There are many ways in which business can support the arts:

Give money. Not-for-profit arts organizations must depend upon support from those who benefit-individuals, companies, foundations and government.

Encourage employees to provide financial support to arts organizations. Companies can match employee contributions as Eli Lilly and others do.

Give in-kind contributions, including
your time and your talent. Join the board of an arts organization.

Encourage your employees to give their time and talent by establishing and nourishing an active employee volunteer program. If you are the company president or a senior officer of your company, lead by example.

Attend arts and cultural events.

Purchase art for display in your offices and building common areas as well as your home.

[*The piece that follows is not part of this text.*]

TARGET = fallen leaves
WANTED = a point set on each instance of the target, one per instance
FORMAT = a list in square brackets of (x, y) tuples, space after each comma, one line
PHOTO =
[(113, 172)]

Another avenue for support by companies is through sponsorship of art programs and/or events. Via sponsorship, a company can place itself in a favorable light with the generally affluent, educated patrons who travel, dine out, purchase real estate and buy expensive cars. The association can only help the image of the business with those who see its name in the program, on the marquee or in the brochure.

Ernest Boyer, former U.S. commissioner of education, said: “Art is humanity’s most essential, most universal language. It is not a frill, but a necessary part of communication. The quality of civilization can be measured through its music, dance, drama, architecture, visual art and literature.”

Let’s help ensure that Indianapolis has its share of art and culture, which is vital to our quality of life as well as our business environment.

Basile is senior vice president of Gene B. Glick Co.